The Federal Government has flagged more teachers in regional and remote areas in the hope of balancing the quality of student outcomes nationwide.
However, it’s yet to be seen if the incentives they are offering will work.
This places the future of Indigenous students in limbo, despite existing funding and programs like Closing the Gap or the National Aboriginal and Torres Strait Islander Curricula Project, which gave rise to the Little J & Big Cuz series.
According to government data there has been no meaningful improvement in any of the states and territories in terms of Indigenous students’ attendance rates. In the Northern Territory, attendance rates even fell from 70.2% in 2014 to 66.2% in 2017.
Dr Tracy Woodroffe, a lecturer in Indigenous Knowledges at Charles Darwin University’s College of Indigenous Futures, Arts and Society, said that there is a need for teachers to receive pre-service training on Indigenous knowledge.
With Indigenous people making up 30% of the Territory’s population, this would mean sizeable populations of students in regional and remote schools need to have a different knowledge system than the one being implemented in urban schools.
“This goes back to what kids learn at school,” Dr Woodroffe said.
“The current curriculum doesn’t do a good job of building students’ knowledge about Indigenous history and a worse job at teaching Indigenous culture.”
Dr Woodroffe said this would mean that metropolitan teachers who are brought in or move to remote or regional schools with an Indigenous student population would spell trouble.
“Teachers turn up in the Territory quite often with little or no experience in working with Indigenous people,” she said.
“The school system has equipped them with scant knowledge about a significant cultural group that they will be teaching, and their teacher training hasn’t given them any more either.”
Dr Woodroffe isn’t the only person in the academe to raise this issue.
Curriculum overhaul needed
The University of Sydney has also recognised the need to make school curriculums adjust to the needs of Indigenous students.
The University recently held a lecture with local and international scholars, policymakers and leading practitioners in Māori and Aboriginal education.

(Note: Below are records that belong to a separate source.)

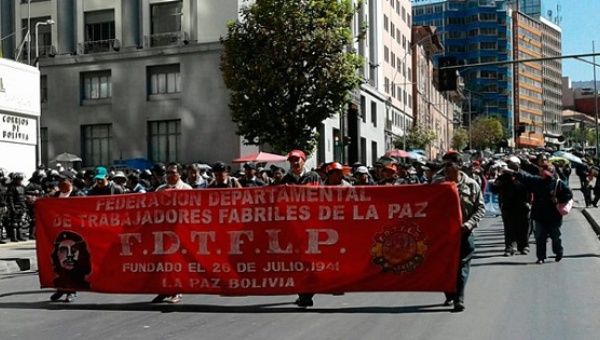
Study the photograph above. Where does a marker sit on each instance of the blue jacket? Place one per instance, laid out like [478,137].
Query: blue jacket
[543,208]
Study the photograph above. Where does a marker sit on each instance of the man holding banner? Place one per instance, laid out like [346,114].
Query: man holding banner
[473,209]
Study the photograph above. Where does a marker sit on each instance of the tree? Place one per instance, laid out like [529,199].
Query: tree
[486,132]
[288,69]
[418,137]
[460,139]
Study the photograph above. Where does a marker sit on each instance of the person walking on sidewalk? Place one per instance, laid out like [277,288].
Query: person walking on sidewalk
[66,189]
[472,207]
[547,192]
[173,182]
[514,204]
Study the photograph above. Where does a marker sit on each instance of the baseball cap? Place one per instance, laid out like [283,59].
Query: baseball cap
[362,170]
[334,166]
[100,173]
[297,153]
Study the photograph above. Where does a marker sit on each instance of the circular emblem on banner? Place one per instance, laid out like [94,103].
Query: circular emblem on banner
[399,249]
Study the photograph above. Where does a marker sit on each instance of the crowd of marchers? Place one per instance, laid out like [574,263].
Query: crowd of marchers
[529,186]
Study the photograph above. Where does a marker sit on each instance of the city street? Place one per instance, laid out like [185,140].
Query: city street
[507,298]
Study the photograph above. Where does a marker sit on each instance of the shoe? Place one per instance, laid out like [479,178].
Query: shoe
[174,298]
[56,296]
[458,307]
[159,298]
[304,302]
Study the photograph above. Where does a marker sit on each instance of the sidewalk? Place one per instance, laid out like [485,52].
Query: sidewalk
[17,256]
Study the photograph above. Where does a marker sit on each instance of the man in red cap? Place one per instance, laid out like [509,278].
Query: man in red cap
[297,173]
[472,207]
[335,175]
[299,176]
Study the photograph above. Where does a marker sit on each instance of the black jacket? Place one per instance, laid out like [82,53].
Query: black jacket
[543,208]
[512,194]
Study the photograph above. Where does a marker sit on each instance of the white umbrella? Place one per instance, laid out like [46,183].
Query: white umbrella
[66,157]
[569,156]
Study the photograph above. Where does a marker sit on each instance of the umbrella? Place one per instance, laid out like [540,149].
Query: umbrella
[261,157]
[568,156]
[396,153]
[559,160]
[416,156]
[67,158]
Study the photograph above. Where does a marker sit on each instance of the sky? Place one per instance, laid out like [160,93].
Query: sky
[580,26]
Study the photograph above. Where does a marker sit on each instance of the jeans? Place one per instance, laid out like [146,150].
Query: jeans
[516,228]
[543,230]
[467,247]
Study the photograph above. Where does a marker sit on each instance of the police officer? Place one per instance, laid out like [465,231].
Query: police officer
[3,206]
[473,209]
[250,179]
[33,191]
[17,206]
[514,204]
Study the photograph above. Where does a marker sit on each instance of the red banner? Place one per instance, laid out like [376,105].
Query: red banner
[255,241]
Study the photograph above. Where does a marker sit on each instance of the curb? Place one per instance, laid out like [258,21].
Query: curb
[12,261]
[591,221]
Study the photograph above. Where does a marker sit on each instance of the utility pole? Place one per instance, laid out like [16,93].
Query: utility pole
[595,98]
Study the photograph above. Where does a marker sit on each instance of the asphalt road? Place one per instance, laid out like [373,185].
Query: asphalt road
[507,298]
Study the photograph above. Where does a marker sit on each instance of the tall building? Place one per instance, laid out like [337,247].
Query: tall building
[476,31]
[433,109]
[128,79]
[528,81]
[552,81]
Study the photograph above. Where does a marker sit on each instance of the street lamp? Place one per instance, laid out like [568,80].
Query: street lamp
[37,64]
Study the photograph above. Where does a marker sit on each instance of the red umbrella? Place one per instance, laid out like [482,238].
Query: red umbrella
[397,153]
[261,157]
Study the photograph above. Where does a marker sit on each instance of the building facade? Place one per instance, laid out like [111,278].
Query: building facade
[433,109]
[476,31]
[552,81]
[124,79]
[528,81]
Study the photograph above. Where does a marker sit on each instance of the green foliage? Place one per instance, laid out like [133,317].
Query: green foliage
[486,132]
[287,67]
[583,137]
[460,139]
[418,137]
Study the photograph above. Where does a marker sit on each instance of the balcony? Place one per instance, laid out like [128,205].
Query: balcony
[99,46]
[166,39]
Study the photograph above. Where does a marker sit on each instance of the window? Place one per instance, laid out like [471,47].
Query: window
[386,54]
[44,145]
[164,79]
[374,113]
[96,85]
[363,150]
[374,152]
[96,140]
[165,27]
[44,89]
[99,31]
[163,140]
[44,35]
[363,108]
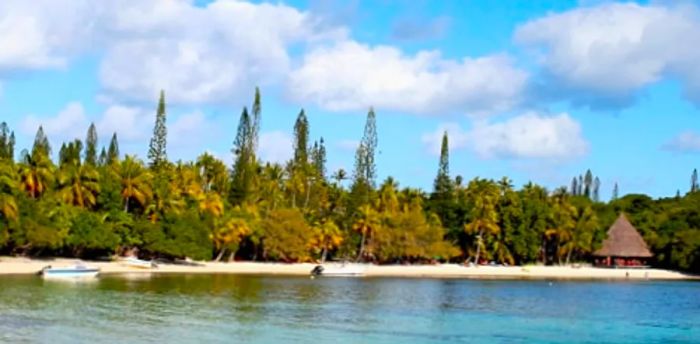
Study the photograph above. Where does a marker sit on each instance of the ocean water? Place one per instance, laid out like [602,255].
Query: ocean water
[260,309]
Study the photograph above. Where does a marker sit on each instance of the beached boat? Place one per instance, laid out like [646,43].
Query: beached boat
[139,263]
[73,271]
[339,270]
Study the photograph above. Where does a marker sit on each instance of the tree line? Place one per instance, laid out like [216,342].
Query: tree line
[93,201]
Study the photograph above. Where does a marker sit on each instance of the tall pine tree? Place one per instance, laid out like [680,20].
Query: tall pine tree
[301,141]
[255,125]
[318,159]
[91,146]
[365,169]
[7,142]
[442,200]
[596,189]
[442,186]
[157,154]
[588,184]
[113,151]
[243,160]
[41,144]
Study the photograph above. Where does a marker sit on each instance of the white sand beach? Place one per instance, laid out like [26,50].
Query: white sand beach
[14,265]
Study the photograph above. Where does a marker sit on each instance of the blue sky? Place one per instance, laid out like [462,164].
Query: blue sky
[533,90]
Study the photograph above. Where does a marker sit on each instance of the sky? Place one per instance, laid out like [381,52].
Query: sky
[534,90]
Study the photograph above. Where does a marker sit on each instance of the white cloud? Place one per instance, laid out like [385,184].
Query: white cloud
[202,54]
[197,54]
[275,146]
[130,123]
[530,136]
[685,142]
[348,145]
[457,138]
[68,124]
[527,136]
[608,52]
[352,76]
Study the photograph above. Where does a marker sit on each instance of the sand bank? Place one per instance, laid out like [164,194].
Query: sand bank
[12,265]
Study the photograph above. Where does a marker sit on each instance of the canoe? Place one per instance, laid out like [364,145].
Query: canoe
[138,263]
[72,271]
[344,270]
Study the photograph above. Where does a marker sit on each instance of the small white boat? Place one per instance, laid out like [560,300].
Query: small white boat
[72,271]
[139,263]
[339,270]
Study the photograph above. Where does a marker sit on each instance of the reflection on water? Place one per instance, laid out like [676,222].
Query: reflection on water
[227,308]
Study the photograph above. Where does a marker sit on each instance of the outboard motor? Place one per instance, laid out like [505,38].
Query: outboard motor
[317,270]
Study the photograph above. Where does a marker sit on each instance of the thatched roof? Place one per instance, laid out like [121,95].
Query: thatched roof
[623,241]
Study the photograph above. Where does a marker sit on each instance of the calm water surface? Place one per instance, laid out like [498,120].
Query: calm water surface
[228,308]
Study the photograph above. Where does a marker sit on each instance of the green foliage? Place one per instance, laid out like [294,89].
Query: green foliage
[113,151]
[157,154]
[202,209]
[91,146]
[286,236]
[7,142]
[89,233]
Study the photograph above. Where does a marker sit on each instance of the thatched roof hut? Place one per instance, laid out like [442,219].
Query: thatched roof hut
[623,241]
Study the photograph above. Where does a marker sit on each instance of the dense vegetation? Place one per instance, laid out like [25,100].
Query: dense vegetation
[92,204]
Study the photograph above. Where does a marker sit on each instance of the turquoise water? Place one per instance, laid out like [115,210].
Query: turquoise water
[228,309]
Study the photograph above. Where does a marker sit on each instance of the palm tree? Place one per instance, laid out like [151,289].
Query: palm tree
[135,181]
[78,184]
[367,224]
[36,173]
[585,224]
[272,185]
[561,220]
[213,172]
[8,187]
[211,203]
[327,236]
[339,176]
[483,195]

Dr Cathie Burgess, a senior lecturer in Aboriginal Studies and Aboriginal Education at the Sydney School of Education and Social Work, said they want to encourage the development of education partnerships between educational institutions and communities in a local and international setting.

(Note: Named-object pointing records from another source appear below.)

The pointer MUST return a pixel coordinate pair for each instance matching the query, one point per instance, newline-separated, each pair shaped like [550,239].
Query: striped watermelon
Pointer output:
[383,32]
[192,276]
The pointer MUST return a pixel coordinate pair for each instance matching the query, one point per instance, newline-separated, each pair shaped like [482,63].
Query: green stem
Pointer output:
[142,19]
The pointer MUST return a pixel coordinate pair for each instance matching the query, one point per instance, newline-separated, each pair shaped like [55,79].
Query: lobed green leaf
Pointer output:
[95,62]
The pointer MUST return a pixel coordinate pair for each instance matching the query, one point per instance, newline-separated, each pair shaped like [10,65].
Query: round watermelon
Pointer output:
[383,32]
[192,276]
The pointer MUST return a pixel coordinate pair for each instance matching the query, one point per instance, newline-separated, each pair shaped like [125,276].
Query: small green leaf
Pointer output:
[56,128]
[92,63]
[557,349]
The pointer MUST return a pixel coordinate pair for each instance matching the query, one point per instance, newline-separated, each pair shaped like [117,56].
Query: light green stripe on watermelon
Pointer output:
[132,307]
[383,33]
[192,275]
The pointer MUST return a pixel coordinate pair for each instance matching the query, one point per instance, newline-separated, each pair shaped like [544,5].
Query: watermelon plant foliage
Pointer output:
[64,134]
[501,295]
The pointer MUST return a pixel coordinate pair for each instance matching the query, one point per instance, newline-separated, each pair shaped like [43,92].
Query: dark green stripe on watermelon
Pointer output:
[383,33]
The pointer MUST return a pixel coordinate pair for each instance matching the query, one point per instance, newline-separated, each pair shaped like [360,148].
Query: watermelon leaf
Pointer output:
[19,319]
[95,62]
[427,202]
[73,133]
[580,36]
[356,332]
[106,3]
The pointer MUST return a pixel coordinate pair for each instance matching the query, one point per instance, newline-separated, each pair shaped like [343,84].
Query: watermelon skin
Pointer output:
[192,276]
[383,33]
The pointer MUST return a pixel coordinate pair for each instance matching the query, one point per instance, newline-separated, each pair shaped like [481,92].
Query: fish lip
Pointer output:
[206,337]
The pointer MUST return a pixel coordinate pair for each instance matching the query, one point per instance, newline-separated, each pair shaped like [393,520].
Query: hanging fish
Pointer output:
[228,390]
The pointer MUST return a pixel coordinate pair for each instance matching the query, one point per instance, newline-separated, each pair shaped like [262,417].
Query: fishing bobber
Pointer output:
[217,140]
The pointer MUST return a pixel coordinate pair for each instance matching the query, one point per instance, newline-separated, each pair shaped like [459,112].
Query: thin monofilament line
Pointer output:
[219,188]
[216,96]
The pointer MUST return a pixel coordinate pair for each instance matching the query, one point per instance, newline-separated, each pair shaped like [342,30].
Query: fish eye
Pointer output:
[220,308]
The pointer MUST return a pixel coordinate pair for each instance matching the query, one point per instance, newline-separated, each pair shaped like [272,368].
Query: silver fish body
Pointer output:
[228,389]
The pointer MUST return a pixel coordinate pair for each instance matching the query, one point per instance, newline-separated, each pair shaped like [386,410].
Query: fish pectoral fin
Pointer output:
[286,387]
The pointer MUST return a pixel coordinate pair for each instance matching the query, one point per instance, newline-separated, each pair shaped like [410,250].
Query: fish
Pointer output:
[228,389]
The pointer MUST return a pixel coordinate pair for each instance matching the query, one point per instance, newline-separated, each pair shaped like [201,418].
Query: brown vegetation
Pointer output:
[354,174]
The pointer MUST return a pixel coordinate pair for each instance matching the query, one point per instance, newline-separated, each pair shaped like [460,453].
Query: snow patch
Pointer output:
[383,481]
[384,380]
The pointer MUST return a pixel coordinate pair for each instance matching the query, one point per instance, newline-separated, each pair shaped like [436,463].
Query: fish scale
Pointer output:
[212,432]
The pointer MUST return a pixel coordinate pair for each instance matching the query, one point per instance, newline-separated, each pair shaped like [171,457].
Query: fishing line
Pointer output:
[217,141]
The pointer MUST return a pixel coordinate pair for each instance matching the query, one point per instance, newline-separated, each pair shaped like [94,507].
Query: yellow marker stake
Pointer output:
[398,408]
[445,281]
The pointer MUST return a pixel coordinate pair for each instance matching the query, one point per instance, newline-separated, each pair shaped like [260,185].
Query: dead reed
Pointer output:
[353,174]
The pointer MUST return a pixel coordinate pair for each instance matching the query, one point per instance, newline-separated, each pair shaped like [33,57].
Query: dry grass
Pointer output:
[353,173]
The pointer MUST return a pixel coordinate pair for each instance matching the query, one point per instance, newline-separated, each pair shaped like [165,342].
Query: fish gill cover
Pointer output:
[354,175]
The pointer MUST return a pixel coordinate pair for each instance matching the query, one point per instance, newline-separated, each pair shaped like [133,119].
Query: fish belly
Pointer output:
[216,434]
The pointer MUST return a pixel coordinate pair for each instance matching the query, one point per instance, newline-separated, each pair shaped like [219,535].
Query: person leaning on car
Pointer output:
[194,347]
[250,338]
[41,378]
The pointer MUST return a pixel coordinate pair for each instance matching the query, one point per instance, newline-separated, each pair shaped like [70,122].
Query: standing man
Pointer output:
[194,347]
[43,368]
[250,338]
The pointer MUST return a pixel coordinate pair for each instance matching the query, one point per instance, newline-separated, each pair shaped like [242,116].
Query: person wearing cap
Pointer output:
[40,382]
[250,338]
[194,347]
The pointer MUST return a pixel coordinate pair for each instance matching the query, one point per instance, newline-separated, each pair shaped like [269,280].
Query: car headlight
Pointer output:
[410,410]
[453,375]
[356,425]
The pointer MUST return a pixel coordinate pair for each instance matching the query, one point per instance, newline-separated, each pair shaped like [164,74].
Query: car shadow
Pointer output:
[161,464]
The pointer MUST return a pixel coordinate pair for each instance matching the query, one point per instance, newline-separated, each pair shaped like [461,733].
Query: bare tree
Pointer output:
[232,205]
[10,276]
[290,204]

“Governments have been surprisingly frank about the failure of their Closing The Gap policies to deliver better health, education and employment outcomes for Aboriginal and Torres Strait Islander people,” Dr Burgess said.
“Despite this, and hundreds of studies on the subject, much of what we hear or think we know about Indigenous education remains mired in myths and legends.”
The conclusion drawn from 53 studies on teaching methods for Indigenous students, as analysed by Dr Burgess and her Aboriginal Voice Project Team, found that racism in schools profoundly impacts Indigenous students’ identities, self-esteem and outcomes.
While the use of language and culture are critical to improving Indigenous student outcomes, there is no ‘one-size-fits-all’ solution.
Dr Greg Vass, the event co-organiser and a lecturer at Griffith University, said that aside from requiring a “whole-school approach”, improving Indigenous education requires schools to collaborate with the students’ families.
Other keynote speakers who were present in the symposium were University of Waikato Professor Mere Berryman and three award-winning New Zealand-based principals.